As we pass through uncertain times, it is all the more important for distributors to focus on the controlables and maintain conviction in the long term India growth story. 4 controlables that Mohit says can help MFDs enable better investment outcomes for their clients include: (1) Unrelenting focus on asset allocation (2) Robust scheme selection process and portfolio review process (3) Use SIPs, STPs and SWPs as solutions to wean away clients’ market timing impulses and (4) Persist to resist behavioural biases –your clients’ as well as your own.
BoI MF is closing 2024 with a huge 90% growth in AuM from 5900 cr to 11,500 cr, aided by robust growth in its equity and hybrids funds.
Of particular note is the AMC’s retail business growth in 2024: live folios doubled from 3.25 lakh to over 6.5 lakhs and SIP book has done even better – growing from 35 cr to 85 cr.
Growth of its Flexicap Fund to over 2000cr AuM has enabled penetration into many more large distribution houses in addition to continuing traction with MFDs.
Mohit reiterates the case for distributors to consider BoI MF’s differentiated rule based hybrid funds in the aggressive hybrids, BAF and MAAF spaces.
Expect to see initiatives in 2025 aimed at making investor service a USP for BoI MF.
Mohit has plans to launch a midcap fund in 2025 and aims to start putting together their passives fund range with an initial couple of launches.

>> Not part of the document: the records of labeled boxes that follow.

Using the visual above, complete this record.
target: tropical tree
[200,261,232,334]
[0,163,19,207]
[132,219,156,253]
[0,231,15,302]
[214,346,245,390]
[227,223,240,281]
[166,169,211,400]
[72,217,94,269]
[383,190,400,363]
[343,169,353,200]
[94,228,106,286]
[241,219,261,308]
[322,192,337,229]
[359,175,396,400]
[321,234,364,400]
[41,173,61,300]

More products in the debt side are also on the drawing board.
Specialized Investment Funds (SIFs) – the new category notified by SEBI – has huge potential. Expect to see a lot of action from theindustry in 2025 in this space.
As an industry, we need to do much more to market SWPs on low risk hybrids as cash flow solutions for savers. Its perhaps time for AMFI to take this up as a priority within its MF Sahi Hai umbrella of campaigns.